Segundas y felices partes
Sea acaso indiferencia por el aprecio técnico, por lo que de precisión importe en el arte su ejecutoria, uno se aburre mortalmente en el ballet clásico, peor aún: uno no puede dejar de verlo poderosa, inevitablemente cómico, pura fantasmagoría amanerada, falsa hasta el tuétano que se deja ver bajo las mallas, y donde cada una de tan trabajada pose es justo eso: pose que recuerda a una muestra perversa de figuras de lladró. Preciosista de maquillaje y mueca forzada, toda emoción y pulsión hecha porcelana, o sólo máscara del hueco. Dicho lo cual, y felizmente excepción en el no pocas veces espléndido Festival de Danza visto en Madrid hasta hoy, tres son las coreografías que ha traído el Ballet de la ópera de Leipzig al Teatro Madrid estos días, la primera y la tercera son clasicismo apenas atemperado. Ambas a cargo de Uwe Scholz, danzan a Rachmaninov con una intimidad de ballet de cámara, y a Beethoven con tantos bailarines como profesores quepan en la orquesta. Marco Goecke es el responsable de la segunda de las coreografías: visceral, oscura, gritada, gemida, aleteada como pájaros negros, sexual a veces, vital en todo momento, tan radicalmente nada que ver con Scholz, y a la que las versiones de las canciones de John Dowland que Sting grabara hace dos años aportan, siendo tres siglos más antiguas que Rachmaninov y Beethoven, infinitamente más modernidad y latido a esa danza deconstruída que uno siente moverse con la ambigüedad y tortura que lo hacen los sentimientos, que lo que, antes y después, a ritmo de Scholz pasa de puntillas por el escenario, entre otras áreas.
La pérdida de una realidad, el hallazgo de otra.

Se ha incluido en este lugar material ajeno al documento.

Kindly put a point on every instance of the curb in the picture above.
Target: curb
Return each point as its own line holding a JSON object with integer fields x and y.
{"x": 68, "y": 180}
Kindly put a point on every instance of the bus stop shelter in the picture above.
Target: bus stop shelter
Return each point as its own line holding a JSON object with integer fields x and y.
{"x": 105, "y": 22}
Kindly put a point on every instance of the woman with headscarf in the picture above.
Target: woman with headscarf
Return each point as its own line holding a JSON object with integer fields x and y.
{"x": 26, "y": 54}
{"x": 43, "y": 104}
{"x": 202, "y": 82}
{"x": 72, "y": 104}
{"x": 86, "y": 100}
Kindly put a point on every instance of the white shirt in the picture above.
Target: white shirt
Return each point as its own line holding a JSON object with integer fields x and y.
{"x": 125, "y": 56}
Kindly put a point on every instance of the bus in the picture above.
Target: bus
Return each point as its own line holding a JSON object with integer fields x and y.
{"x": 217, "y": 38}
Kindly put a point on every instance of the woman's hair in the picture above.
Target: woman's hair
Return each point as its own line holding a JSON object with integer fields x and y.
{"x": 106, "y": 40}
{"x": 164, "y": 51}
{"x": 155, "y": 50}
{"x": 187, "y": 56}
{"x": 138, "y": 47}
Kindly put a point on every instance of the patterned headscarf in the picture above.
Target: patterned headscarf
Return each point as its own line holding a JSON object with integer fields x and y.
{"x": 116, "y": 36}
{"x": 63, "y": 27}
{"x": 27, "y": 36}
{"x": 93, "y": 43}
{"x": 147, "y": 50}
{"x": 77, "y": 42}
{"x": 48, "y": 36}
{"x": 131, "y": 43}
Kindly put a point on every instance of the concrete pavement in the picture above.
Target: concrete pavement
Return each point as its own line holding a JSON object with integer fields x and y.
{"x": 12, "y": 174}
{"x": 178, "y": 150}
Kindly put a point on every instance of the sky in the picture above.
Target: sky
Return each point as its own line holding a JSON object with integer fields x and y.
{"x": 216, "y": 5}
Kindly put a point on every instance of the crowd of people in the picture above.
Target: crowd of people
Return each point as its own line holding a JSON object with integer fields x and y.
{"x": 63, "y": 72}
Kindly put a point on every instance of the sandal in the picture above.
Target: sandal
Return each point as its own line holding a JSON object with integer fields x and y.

Viene felizmente viéndose no pocas veces en este Festival de Danza en Madrid que una coreografía admite el teatro tanto como éste lo integra ya todo, y qué feliz, apropiado hallazgo el de sumar una lectura del Quijote que habla de locura lo justo y de pasos más cuerdos otro tanto. Egon Madsen es un Don Q cuyo quijotismo, bufón y tentativo, no poco debe a la presencia subordinadamente vigorosa de Eric Gauthier –San ch?. Con doble mimo ambos, sigue Madsen a su escudero por el escenario, acompasando su edad a la de quien portara en energía la dosis de locura bailada, o simplemente escénica, que sobra a Gauthier. El resultado es una vivaracha miniatura, delicadamente poética de humor, cercanía y sostén mutuo que incluye al Quijote en sus metáforas pero no tiene temor de desbordarlo si la música sugiere salir de él. Nunca es, en cualquier caso, mucho tiempo sin volver a ese recorrido en el que a cada aventura le sigue una parada del cuerpo que es también del ánimo, como corresponde a los tropiezos con la realidad, y así tras embestir bailando los molinos, se regresa andando hasta la siguiente oportunidad. Absurda, hecha de solidaridad y melancolía la obra toda, la Dulcinea travestida en Gauthier –que para vestirla entra en un armario que se cierra al ir a tocarla Don Q- aporta un delicioso giro a la inmortal historia de favores que el escudero torea por afecto a su señor en el descubrir Don Q la peluca con que simulara Sancho la amada del primero, y cómo al reproche por la farsa sigue un perdón que es reconocimiento, y que en asumir su soñar despierto le lleva a ponerse él mismo la peluca rubia con que Sancho mantuviera viva la ilusión que el anciano necesita. Una revista, no siempre bailada, sobre la pérdida de la realidad –cabe pensar cita el texto del folleto al coreógrafo, Christian Spuck. Y sin embargo La Abadía era el sábado un lugar de sonrisas, de pasos no de extravío sino de revelación.